Текст книги "«ДЕНЬ и НОЧЬ» Литературный журнал для семейного чтения N 11–12 2007г."
Автор книги: Юрий Кузнецов
Соавторы: Евгений Банников,Владимир Лорченков,Вильгельм Кюхельбекер,Тамара Гончарова,Александр Шлёнский,Владимир Костельман,Василий Сыроежкин,Анастасия Зубарева,Михаил Гундарин,Анатолий Елинский
Жанры:
Современная проза
,сообщить о нарушении
Текущая страница: 24 (всего у книги 37 страниц)

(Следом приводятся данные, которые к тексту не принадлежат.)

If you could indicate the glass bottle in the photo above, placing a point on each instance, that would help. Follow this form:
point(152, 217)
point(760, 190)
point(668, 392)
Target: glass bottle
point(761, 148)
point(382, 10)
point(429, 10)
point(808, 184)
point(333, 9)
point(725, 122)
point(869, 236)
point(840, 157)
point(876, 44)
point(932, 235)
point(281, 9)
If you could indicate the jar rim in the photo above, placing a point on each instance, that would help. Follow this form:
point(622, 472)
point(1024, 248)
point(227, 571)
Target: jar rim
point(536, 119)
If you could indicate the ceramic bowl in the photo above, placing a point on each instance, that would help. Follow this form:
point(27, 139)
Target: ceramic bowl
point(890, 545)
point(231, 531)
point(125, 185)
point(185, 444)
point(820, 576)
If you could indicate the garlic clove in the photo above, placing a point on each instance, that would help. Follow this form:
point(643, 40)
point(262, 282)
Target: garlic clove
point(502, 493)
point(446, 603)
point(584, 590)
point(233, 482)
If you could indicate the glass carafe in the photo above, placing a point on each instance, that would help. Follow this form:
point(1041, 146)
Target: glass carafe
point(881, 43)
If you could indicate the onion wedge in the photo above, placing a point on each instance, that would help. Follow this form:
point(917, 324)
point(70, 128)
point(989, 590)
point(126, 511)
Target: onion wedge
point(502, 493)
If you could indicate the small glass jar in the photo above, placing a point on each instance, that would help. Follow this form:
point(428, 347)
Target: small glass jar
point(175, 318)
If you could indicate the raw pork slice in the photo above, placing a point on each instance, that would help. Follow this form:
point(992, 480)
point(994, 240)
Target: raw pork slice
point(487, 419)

В эпоху «Лесного ландыша» жил Леонид Ильич Брежнев и гигантские тени слов. Леонид Ильич и не подозревал, что живёт в эпоху «Лесного ландыша», хотя именно при нём, Леониде Ильиче, наладили выпуск этих духов. А гигантские тени слов, коими гордились оставшиеся на Родине творцы, пахли серой, добытой из ушей соотечественников, и совсем не пахли «Лесным ландышем». Солнце тогда над землёй стояло так низко, что в тенистых впадинах были незаметны белые фарфоровые колокольцы, окружённые тиснёными листьями.
Но как только Наташа уходила из окна Шрамова, она оставляла ему этот запах, точно своё астральное тело. Пахли его руки, как пахнет намытым золотом драга, волосы, перекрученные веретёнцами Наташиных пальцев, постель, ещё хранящая её тепло, подоконник, с которого она совершала вынужденное отступление в мир, откуда являлась, и когда Шрамов, уже привычно воспринимающий окно как двери, делал заступ из окна на улицу, то понимал, что шагнул в эпоху «Лесного ландыша». Побеждая «Красную Москву», огуречный лосьон и тройной одеколон, быть может, проигрывая лишь дорогой и элитарной (80 рублей флакон) французской «Чёрной магии», – отовсюду – из театральных лож и мясных отделов, студенческих аудиторий и партийных кабинетов, подконвойных детсадовских групп и колонн демонстрантов исходили оргазмами надбытия золотистые облачка, вызывающие у Шрамова такую путаницу чувств, что ему иной раз казалось: пойди он со своим легавым, натасканным зонтом по этим, расставленным приманкам следов – и непременно отыщет Наташу. Она была везде – и нигде. Точнее, в распоряжении Дадашева.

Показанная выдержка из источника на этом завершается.